Todo encaja en un plan mayor: construir una plantilla hecha a medida para el estilo de De Zerbi. Y ahí el mediocentro organizador es innegociable. Sin esa figura, el dibujo se resiente.

El vacío en las bandas y el frente de ataque

No todo pasa por el eje. En los despachos de Tottenham llevan un año buscando un extremo que pueda asumir el relevo de Heung-Min Son en el futuro. Lo han intentado con Bryan Mbeumo y con Antoine Semenyo. Dos operaciones fallidas. Este verano, uno de los nombres que manejan es Savinho, propiedad de Manchester City.

De Zerbi también quiere otro delantero. No un nueve fijo y estático, sino un atacante capaz de moverse por todo el frente ofensivo, de adaptarse a diferentes sistemas y de ofrecer soluciones cuando las lesiones vuelvan a golpear, como ya ocurrió la pasada temporada. Quiere variedad, quiere alternativas, quiere un ataque menos previsible.

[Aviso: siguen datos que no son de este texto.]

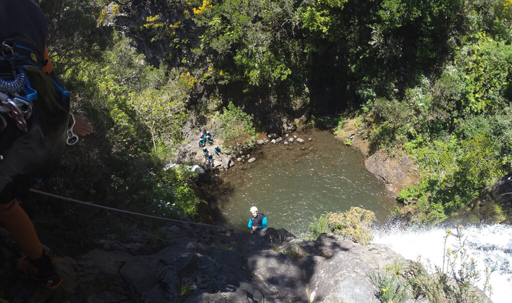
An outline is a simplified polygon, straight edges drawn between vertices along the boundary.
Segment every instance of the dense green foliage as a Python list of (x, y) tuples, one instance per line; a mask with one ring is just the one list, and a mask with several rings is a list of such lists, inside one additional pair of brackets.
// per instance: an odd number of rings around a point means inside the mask
[[(407, 153), (420, 167), (420, 184), (399, 198), (423, 221), (510, 170), (509, 0), (70, 4), (42, 4), (56, 69), (96, 127), (94, 146), (68, 157), (101, 167), (85, 187), (119, 204), (181, 199), (194, 213), (192, 179), (162, 168), (185, 122), (212, 114), (230, 140), (253, 125), (279, 132), (283, 117), (325, 126), (351, 110), (369, 126), (371, 153)], [(151, 191), (119, 193), (146, 179)]]

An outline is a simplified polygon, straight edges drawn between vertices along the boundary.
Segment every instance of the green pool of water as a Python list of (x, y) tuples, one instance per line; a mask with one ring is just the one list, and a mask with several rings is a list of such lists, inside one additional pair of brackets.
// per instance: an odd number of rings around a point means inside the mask
[(359, 151), (329, 132), (293, 135), (306, 142), (267, 143), (250, 155), (255, 162), (236, 162), (223, 176), (224, 186), (216, 194), (218, 223), (246, 228), (253, 205), (266, 215), (268, 227), (296, 235), (308, 232), (313, 217), (352, 206), (374, 211), (377, 222), (388, 219), (396, 200), (366, 170)]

La incógnita en la portería

Hay otro frente abierto: la portería. Todo puede cambiar si Guglielmo Vicario decide regresar a Italia. Juventus le tiene en su lista mientras estudia un posible movimiento, e Inter ya mostró interés en el pasado. Si el italiano sale, Tottenham tendrá que reaccionar rápido y fichar otro guardameta.

En el tramo final de la temporada, Antonin Kinsky se adueñó del puesto bajo las órdenes de De Zerbi. Su rendimiento ha dado algo de tranquilidad, pero nadie en el club se engaña: si Vicario se marcha, el mercado de porteros se convertirá en otra prioridad.

Una apuesta que define una era

Entre todas esas operaciones, una destaca por encima del resto. El intento por Sandro Tonali no es solo una oportunidad de mercado. Es una declaración de intenciones.

Si Tottenham consigue arrancar a uno de los mejores mediocentros de la liga de un Newcastle que no quiere vender, habrá dado un golpe sobre la mesa que cambiaría la percepción del proyecto de De Zerbi.

Si no lo logra, la pregunta será inevitable: ¿podrá este Tottenham alcanzar el techo que su entrenador imagina sin un líder como Tonali en el corazón del equipo?